The theory behind the research is that the herpes virus lies dormant in the nerve roots of a sufferer and is only activated when their immune system is lowered, perhaps by a common cold. At this point the virus is activated and migrates along the nerve, culminating in the painful, tingling, blistering and crusting skin breakdown typical of a code sore.
Therefore it is thought that the effect that the Botox has on the nerves which send signals to the muscles, such as happens when used in cosmetic techniques on the face to ‘paralyse’ specific muscles, would result in the virus also being blocked, hence the virus is forced to remain dormant in the nerves and cannot produce the tell-tale cold sores.
We asked Dr. David Eccleston, Clinical Director at Medizen and adviser to The Consulting Room™ who has been using botulinum toxins since 1994 in cosmetic techniques in all areas of the face, for the treatment of migraine, tension headache, tooth grinding and excessive sweating, for his expert opinion on this proposed new use.
“Firstly, these are very early days, and it would not be right to raise hope in the millions of sufferers from cold sores until we have some real evidence for efficacy”; said David.
“Botox® works by preventing the release of a chemical called acetylcholine at the nerve ending which thus stops messages being 'sent' to the muscle or sweat gland that the nerve is attached to. This explains the effect of the product in treating those facial wrinkles caused by muscular contraction such as the frown and crow's feet lines, and in the treatment of excessive armpit sweating or 'hyperhidrosis'.”
“The logic follows that if the nerve is stopped from working by Botox®, then the virus will not be able to migrate into the nerve endings in the skin.
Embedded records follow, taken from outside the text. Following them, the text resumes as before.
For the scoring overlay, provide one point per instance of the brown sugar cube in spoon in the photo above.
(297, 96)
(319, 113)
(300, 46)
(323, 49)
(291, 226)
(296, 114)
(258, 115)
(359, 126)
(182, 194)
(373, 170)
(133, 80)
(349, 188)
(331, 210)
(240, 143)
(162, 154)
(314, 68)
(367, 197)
This is just a theory, as nerve conduction from the root involves many other chemical processes. Most importantly, the product has never been trialled by the manufacturer for the management of cold sores, and a single-centre investigative study which is not endorsed by the manufacturer of the drug has little clinical relevance. Were some significant results to be achieved in this investigator-initiated study, then the manufacturer may well decide to organise a multi-centre placebo-controlled clinical study involving large numbers of patients. It is only through analysing this quality and quantity of data that one can deliver proof of efficacy, which is the first step to applying for and gaining a medical licence for a new indication for treatment with the product.”
The specialists involved in the clinical trial programme have taken measures to make it clear that they do not inject the Botox® into the primary muscles of the lips for patient safety.
Dr. Eccleston also raises this important point of safety; “From a practical point of view, cold sores are usually found in the mouth area. Using a powerful muscle relaxing drug in this area has the potential side effect of weakening the muscles round the lips, potentially leading to drooling, difficulty enunciating certain sounds such as 'p' and 'b', and problems with lip pursing and using a straw to drink with. All these are well known side effects when botulinum toxins are used in the mouth area in too high a dose or by an inexperienced practitioner.”
The manufacturer of Botox®, Allergan, has made it quite clear that the study being done in the USA is nothing to do with them, nor do they endorse off-licence use of their product.
Currently, we are not aware of anyone in the UK who is looking into providing such treatment until the efficacy is properly proven.
Watch this space to see if anything develops!